Lab 2 Q6 & Q7 - Githubissues

AprilPeck commented 4 years ago

On these ones, when creating the tables is there a way (or should we even do this) to group the values? E.g. on Q6 have the table by age range instead of each individual age? It would seem to make more sense that way, esp. on Q7 where you appear to have one income listed per person. If so, how would we go about doing that?

Female Male

22 1 0

24 1 0

26 1 0

27 1 0

29 0.22 0.78

30 0.71 0.29

31 0.33 0.67

32 0.67 0.33

33 0.22 0.78

34 0.17 0.83

35 0.5 0.5

36 0.73 0.27

37 0.58 0.42

38 0.38 0.62

39 0.67 0.33

40 0.64 0.36

41 0.78 0.22

42 0.47 0.53

43 0.89 0.11

44 0.77 0.23

45 0.33 0.67

46 0.8 0.2

47 0.67 0.33

48 0.71 0.29

49 0.64 0.36

50 0.5 0.5

51 0.61 0.39

52 0.65 0.35

53 0.5 0.5

54 0.71 0.29

55 0.83 0.17

56 0.76 0.24

57 0.48 0.52

58 0.64 0.36

59 0.42 0.58

60 0.52 0.48

61 0.5 0.5

62 0.41 0.59

63 0.38 0.62

64 0.43 0.57

65 0.41 0.59

66 0.09 0.91

67 0.43 0.57

68 0.57 0.43

69 0 1

70 0.38 0.62

71 0.33 0.67

72 0.7 0.3

73 0.5 0.5

74 0.33 0.67

75 0.8 0.2

76 0 1

77 0 1

78 0.5 0.5

79 0.33 0.67

80 0.33 0.67

81 0 1

82 0 1

85 1 0

MeghanPaquette commented 4 years ago

I was wondering the same thing, April. I don't want to include excess code, so a way to group would be a good idea.

CamarenaL commented 4 years ago

What you are doing with your current code is simply listing all of the ages within the data by male and female. While this gives us a list of all ages what we really want is information that is easy to read and understand such as who the youngest entrepreneur is, the oldest, and the median age of the entrepreneurs in the data.

What you are trying to do is rather that list all of the items in the data is get all of the crucial information about all of the ages / incomes. We call these summary statistic tables. In a basic summary statistics tables you will find the minimum, median, mean, and maximum outputs of the variable of interest.

Using the dplyr package you will want to group your items by gender. We do this by using the code _groupby - this will allow us to create a summary statistics table on the gender group only.

You will then use the code summarize. summarize allows us to get summary statistics on the variable we are interested in. We want specific information though from the summarize function, so once we type summarize we need to tell R what specifically we are interested in.
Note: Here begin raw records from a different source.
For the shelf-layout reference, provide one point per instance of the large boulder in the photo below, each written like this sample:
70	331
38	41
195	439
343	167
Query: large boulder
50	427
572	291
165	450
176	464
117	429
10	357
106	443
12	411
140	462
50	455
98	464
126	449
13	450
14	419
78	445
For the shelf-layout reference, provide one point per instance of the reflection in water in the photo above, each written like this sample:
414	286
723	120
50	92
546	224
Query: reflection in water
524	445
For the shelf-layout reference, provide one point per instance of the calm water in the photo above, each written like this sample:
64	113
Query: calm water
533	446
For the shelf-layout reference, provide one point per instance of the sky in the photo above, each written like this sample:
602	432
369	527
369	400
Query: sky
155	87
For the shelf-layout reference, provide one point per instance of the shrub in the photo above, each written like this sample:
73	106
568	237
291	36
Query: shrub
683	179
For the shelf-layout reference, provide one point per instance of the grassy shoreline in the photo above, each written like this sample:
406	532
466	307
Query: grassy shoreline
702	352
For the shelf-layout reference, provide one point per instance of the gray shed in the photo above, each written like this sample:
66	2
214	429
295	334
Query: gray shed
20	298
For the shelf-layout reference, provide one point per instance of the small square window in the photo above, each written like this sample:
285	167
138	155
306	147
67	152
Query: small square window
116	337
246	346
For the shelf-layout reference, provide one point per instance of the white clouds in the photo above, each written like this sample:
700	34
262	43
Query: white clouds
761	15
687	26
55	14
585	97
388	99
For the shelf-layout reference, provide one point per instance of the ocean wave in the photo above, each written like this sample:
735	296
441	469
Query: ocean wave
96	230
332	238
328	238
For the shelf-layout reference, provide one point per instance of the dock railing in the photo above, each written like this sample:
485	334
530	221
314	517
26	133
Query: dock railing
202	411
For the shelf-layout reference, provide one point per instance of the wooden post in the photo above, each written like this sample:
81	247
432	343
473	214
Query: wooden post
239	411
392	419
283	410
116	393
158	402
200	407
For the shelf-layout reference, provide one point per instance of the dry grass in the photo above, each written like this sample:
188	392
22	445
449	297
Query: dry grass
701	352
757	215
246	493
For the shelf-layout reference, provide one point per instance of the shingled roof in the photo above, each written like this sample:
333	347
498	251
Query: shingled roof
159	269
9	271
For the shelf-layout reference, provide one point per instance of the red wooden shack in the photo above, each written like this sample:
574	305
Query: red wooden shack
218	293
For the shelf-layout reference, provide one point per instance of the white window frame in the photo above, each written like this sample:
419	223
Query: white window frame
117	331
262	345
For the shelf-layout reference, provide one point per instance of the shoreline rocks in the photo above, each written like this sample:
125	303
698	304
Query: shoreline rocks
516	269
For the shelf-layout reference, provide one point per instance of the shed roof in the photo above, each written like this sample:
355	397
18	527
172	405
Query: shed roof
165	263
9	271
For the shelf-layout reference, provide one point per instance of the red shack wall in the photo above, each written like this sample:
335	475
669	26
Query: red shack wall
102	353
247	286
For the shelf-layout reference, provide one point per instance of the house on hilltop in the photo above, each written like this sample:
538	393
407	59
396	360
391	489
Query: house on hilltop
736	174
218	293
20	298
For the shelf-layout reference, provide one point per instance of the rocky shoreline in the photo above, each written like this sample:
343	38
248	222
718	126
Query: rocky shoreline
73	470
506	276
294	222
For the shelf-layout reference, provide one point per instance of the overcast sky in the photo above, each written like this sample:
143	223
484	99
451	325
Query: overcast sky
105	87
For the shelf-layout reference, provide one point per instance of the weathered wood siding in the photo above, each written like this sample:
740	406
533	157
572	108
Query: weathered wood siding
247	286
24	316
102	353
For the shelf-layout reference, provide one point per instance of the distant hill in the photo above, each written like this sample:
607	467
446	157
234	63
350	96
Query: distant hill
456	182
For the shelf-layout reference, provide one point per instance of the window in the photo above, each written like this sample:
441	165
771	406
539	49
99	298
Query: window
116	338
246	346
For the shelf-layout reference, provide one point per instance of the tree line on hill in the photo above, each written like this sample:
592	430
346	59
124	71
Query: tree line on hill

So as an example for Q6, you should try the following:

dat %>% 
  group_by( gender ) %>% 
  summarize( min.age=min(age, na.rm=T), 
             median.age=median(age, na.rm=T), 
             mean.age=mean(age, na.rm=T), 
             max.age=max(age, na.rm=T) ) %>% 
  pander()

To get a better understanding of how these codes can be used type the following into R:

??group_by 
??summarize

summarize is a function that is used often. We use this function to get an understanding of our data. As an evaluator you would want to make sure you have nothing weird in your data. For example, there's a problem if we see that someone listed their age as 8. They couldn't own a NP organization. It would also be unlikely that we would want someone to list their age as 105. When we go back to look at data this tells us something may be incorrect and we need to check our data. This isn't something you need to do in this course necessarily but data is never completely free of issues when we are the ones collecting the data. Data that we find online has usually gone through checks and has been cleaned of issues. When we collect our own data, or we get data from someone/download, this is how we ensure the data is not incorrect or that it's plausible.

Niagara1000 commented 4 years ago

Professor @CamarenaL @lecy ,

I tried the above code and I got an error when running the chi-square test on the resulting summarization table.

Here is the question for reference:

Question 6

Compare age at the time of nonprofit formation for male and female entrepreneurs.

Variable Name: age Variable Type: numeric Survey question: What was your age when you created the nonprofit?

My code:

library(dplyr)
library(pander)
t_q6 <- dat %>% 
  group_by( gender ) %>% 
  summarize( min.age=min(age, na.rm=T), 
             median.age=median(age, na.rm=T), 
             mean.age=mean(age, na.rm=T), 
             max.age=max(age, na.rm=T) ) %>% 
  pander()

Output:

gender	min.age	median.age	mean.age	max.age
Female	22	52	51.94	85
Male	29	57	55.05	82

My code

chisq.test(t_q6)

Output

Error in chisq.test(t_q6) : at least one entry of 'x' must be positive

My code

chisq.test(t_q6, simulate.p.value = TRUE, B=10000)

Output:

Error in chisq.test(t_q6, simulate.p.value = TRUE, B = 10000) : at least one entry of 'x' must be positive

What should I change to make the chi-square tests work?

lecy commented 4 years ago

The problem is you are using the test for the wrong type of data.

A contrast is a comparison of traits of study subjects across groups.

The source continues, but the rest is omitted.